What “failed replication” does and doesn’t mean

  • Multiple comments stress that non-replication ≠ fraud: it can reflect noise, unreported but crucial protocol details, differences in lab conditions, or stochastic phenomena.
  • Others push back that if studies don’t reproduce at stated confidence levels, that still undermines their value as science, especially when downstream work and clinical practice rely on them.
  • There’s debate over how “consequential” failures are: is the non-replicable work obscure, or has it misdirected whole fields (e.g., Alzheimer’s/amyloid)?

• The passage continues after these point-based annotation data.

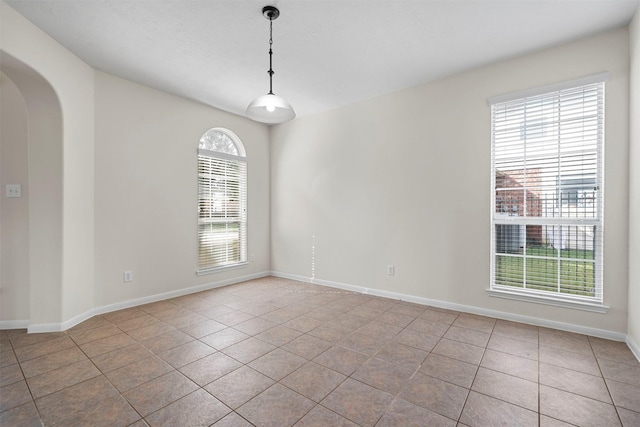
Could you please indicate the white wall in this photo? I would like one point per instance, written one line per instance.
(58, 90)
(404, 179)
(14, 212)
(146, 190)
(634, 188)
(112, 184)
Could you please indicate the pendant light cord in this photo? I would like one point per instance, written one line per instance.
(270, 56)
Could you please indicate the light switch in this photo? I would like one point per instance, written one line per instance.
(14, 190)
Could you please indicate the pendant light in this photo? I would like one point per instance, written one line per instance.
(270, 108)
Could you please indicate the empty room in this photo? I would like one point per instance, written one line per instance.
(320, 213)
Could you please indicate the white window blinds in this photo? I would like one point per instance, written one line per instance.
(547, 169)
(222, 212)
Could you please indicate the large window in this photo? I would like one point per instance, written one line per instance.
(547, 195)
(222, 201)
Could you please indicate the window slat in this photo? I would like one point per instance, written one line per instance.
(547, 173)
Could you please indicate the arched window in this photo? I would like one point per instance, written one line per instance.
(222, 200)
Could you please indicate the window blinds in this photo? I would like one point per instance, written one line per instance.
(547, 222)
(222, 217)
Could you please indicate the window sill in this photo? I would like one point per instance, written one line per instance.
(213, 270)
(548, 300)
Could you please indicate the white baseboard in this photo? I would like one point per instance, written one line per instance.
(58, 327)
(14, 324)
(600, 333)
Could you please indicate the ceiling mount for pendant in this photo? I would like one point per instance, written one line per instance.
(270, 108)
(270, 12)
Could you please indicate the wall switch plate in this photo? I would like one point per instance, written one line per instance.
(14, 190)
(391, 269)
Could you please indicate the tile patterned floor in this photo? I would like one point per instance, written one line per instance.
(275, 352)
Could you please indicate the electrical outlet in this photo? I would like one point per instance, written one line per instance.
(391, 269)
(14, 190)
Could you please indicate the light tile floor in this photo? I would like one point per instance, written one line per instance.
(275, 352)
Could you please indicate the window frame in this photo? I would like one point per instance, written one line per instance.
(556, 298)
(224, 156)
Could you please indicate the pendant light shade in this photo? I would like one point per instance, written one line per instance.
(270, 108)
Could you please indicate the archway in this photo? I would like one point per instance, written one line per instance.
(44, 190)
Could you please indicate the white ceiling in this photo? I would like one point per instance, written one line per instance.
(326, 53)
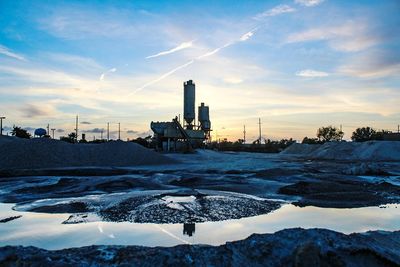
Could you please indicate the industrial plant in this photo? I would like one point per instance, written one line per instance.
(174, 136)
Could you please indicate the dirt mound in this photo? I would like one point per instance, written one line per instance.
(366, 151)
(301, 149)
(42, 153)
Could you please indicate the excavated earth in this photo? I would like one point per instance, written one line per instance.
(290, 247)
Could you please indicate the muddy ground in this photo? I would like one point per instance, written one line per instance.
(123, 194)
(290, 247)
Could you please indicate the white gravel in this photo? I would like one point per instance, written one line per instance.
(365, 151)
(39, 153)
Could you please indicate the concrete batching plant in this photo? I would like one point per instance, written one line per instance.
(173, 136)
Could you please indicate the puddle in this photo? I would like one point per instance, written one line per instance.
(46, 231)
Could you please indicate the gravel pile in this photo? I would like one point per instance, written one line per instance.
(301, 149)
(366, 151)
(42, 153)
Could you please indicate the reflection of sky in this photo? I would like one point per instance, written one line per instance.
(125, 62)
(46, 230)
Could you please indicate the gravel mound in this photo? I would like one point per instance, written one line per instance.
(353, 151)
(301, 149)
(39, 153)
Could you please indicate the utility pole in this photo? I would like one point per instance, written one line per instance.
(119, 131)
(244, 134)
(108, 131)
(76, 129)
(1, 125)
(341, 132)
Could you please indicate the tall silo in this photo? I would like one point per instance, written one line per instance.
(204, 117)
(189, 93)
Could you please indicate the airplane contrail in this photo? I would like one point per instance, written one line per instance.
(165, 75)
(175, 49)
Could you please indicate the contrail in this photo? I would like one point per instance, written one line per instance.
(243, 38)
(179, 47)
(165, 75)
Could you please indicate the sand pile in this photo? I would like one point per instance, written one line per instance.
(301, 149)
(41, 153)
(367, 151)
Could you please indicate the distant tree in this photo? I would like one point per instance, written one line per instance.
(19, 132)
(364, 134)
(71, 138)
(307, 140)
(330, 133)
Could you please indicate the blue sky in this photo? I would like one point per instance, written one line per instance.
(296, 64)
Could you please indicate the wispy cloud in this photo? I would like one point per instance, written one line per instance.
(311, 73)
(308, 3)
(372, 64)
(248, 35)
(351, 36)
(33, 111)
(281, 9)
(243, 38)
(103, 75)
(165, 75)
(182, 46)
(7, 52)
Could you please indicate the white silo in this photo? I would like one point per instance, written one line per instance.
(204, 117)
(189, 93)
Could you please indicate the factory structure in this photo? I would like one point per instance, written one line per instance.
(176, 136)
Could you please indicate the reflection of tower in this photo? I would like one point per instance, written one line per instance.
(189, 229)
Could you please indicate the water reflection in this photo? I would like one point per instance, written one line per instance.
(46, 231)
(189, 229)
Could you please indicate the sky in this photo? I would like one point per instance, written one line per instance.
(298, 65)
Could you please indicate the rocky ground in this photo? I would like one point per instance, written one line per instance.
(223, 186)
(290, 247)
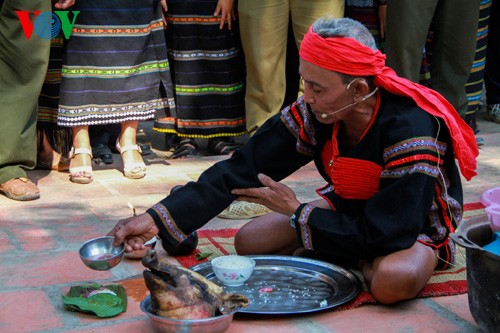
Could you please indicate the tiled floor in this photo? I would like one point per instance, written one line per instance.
(39, 261)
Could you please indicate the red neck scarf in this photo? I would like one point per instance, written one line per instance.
(348, 56)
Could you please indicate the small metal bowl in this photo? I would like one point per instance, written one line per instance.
(233, 270)
(100, 254)
(217, 324)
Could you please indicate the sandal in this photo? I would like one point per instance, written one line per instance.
(185, 148)
(80, 174)
(101, 151)
(133, 170)
(222, 146)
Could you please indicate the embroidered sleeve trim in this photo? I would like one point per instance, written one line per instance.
(305, 231)
(296, 119)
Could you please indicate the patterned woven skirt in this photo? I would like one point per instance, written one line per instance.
(208, 73)
(116, 65)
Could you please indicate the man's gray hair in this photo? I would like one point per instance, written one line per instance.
(344, 27)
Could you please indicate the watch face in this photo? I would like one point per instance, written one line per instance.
(292, 221)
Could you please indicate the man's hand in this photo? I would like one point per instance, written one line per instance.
(275, 196)
(165, 9)
(226, 9)
(63, 4)
(134, 232)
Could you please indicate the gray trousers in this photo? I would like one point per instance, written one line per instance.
(23, 65)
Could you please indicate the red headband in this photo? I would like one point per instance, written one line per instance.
(348, 56)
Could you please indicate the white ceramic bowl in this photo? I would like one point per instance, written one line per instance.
(233, 270)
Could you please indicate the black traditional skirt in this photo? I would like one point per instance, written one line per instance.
(208, 72)
(115, 66)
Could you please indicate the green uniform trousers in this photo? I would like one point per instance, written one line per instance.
(453, 47)
(23, 65)
(264, 31)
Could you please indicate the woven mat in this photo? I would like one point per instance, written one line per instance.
(452, 281)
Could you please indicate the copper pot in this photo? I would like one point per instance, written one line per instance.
(483, 270)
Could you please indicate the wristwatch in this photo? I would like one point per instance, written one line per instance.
(292, 220)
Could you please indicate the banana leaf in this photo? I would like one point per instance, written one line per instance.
(103, 301)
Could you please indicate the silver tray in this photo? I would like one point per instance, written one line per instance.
(290, 285)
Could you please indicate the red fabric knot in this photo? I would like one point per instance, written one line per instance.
(348, 56)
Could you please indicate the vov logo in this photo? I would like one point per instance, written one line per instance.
(46, 25)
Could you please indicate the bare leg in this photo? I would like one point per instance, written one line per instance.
(270, 234)
(48, 158)
(400, 275)
(133, 163)
(81, 160)
(267, 234)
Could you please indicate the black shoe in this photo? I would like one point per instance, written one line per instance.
(103, 152)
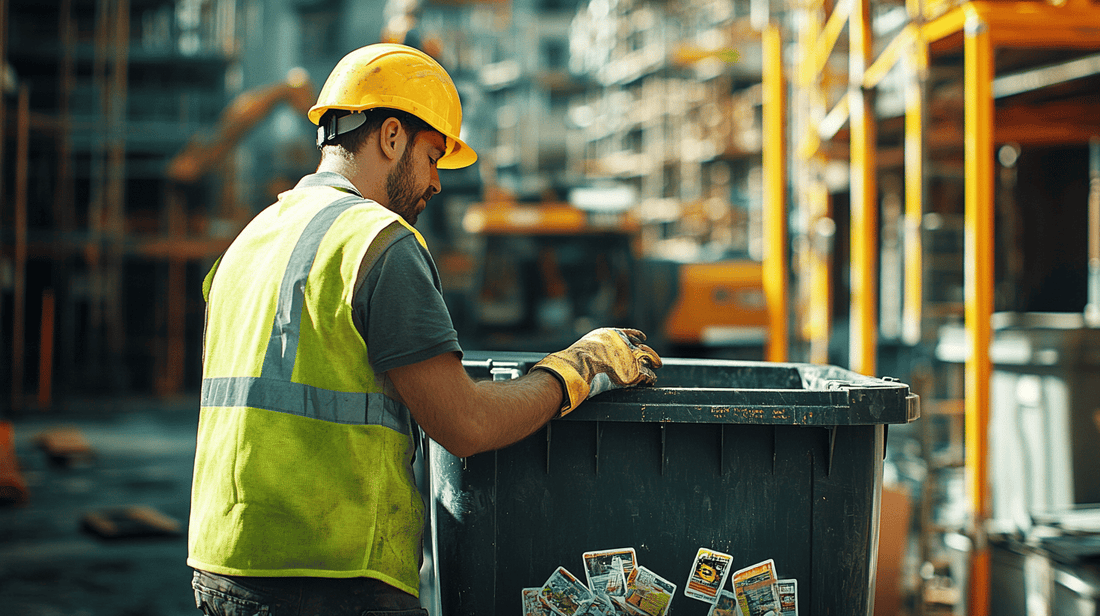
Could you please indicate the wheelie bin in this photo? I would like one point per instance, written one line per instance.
(758, 460)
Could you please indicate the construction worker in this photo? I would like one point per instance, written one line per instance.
(328, 348)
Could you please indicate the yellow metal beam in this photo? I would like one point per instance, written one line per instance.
(978, 274)
(831, 34)
(864, 331)
(913, 299)
(889, 57)
(774, 197)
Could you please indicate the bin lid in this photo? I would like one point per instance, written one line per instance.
(691, 391)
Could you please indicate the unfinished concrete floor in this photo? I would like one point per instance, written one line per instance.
(50, 564)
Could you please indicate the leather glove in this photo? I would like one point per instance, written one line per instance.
(604, 359)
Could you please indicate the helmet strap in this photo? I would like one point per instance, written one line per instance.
(339, 125)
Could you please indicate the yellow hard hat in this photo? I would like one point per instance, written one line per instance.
(398, 77)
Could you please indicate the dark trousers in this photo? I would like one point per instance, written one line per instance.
(226, 595)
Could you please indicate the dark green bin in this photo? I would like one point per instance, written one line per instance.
(759, 460)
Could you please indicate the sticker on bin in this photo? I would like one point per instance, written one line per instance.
(607, 570)
(788, 597)
(564, 594)
(601, 606)
(647, 593)
(725, 606)
(707, 574)
(531, 604)
(755, 587)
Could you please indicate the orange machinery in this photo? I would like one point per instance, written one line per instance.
(551, 272)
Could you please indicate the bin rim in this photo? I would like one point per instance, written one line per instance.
(828, 395)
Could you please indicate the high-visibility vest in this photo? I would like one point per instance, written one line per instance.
(304, 465)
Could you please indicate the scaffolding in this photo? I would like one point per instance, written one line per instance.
(108, 90)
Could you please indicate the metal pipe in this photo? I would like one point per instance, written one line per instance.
(19, 309)
(1092, 308)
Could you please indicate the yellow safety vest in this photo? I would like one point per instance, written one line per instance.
(303, 464)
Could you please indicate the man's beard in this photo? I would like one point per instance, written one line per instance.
(400, 191)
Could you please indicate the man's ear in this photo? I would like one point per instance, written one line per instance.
(392, 136)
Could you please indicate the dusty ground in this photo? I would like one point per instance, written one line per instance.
(50, 565)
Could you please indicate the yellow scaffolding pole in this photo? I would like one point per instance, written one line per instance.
(915, 98)
(978, 273)
(774, 202)
(864, 331)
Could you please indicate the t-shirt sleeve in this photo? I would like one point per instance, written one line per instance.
(398, 305)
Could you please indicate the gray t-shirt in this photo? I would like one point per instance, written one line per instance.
(398, 306)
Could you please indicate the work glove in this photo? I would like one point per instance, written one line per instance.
(604, 359)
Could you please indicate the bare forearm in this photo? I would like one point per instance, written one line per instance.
(469, 417)
(514, 409)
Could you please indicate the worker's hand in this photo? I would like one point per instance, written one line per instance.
(604, 359)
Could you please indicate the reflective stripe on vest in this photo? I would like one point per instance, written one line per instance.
(273, 389)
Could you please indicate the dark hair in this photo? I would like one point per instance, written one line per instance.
(354, 139)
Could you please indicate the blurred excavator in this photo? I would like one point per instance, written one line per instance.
(550, 272)
(211, 152)
(206, 151)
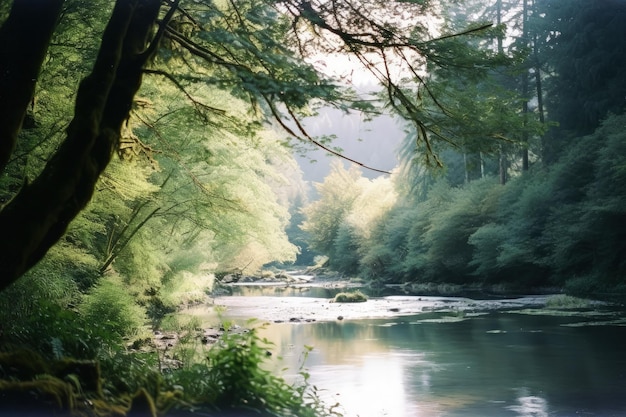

Incentives, fraud, and systemic pressure

  • Many blame “publish or perish,” H-index chasing, and grant-driven metrics for encouraging corner-cutting, p‑hacking, and selectively reported results.
  • Some argue most problems are naive methodology and noisy systems rather than deliberate fraud; others claim outright fraud and misconduct are far more common and under-punished.
  • There’s disagreement whether scientists are mostly intrinsically motivated (so incentives don’t dominate) or behave like any other profession under strong external pressures.

Proposed fixes

  • Pre-registration of hypotheses, analysis plans, and endpoints is widely endorsed to reduce p‑hacking and to ensure null results get published. Concerns: it can constrain exploratory work and make research “boring” or bureaucratic.
  • Dedicated funding and career tracks for replication work, possibly with independent teams and partial grant money reserved for follow-up replications.
  • Adjusting metrics: “reproducible” h-indices, recognition for null results, and badging/verification of code and data; automatic version control for analyses.
  • Structural ideas: making replication central to PhD or early-stage training, or creating formal/private “trust networks” where scientists rate labs and papers.

Broader impacts and other fields

  • Commenters connect this to declining public trust and “post-truth” dynamics, aggravated by media overhyping fragile results.
  • Several note parallel reproducibility issues in psychology, nutrition, and computer science/ML, especially where code, data, or hardware are unavailable.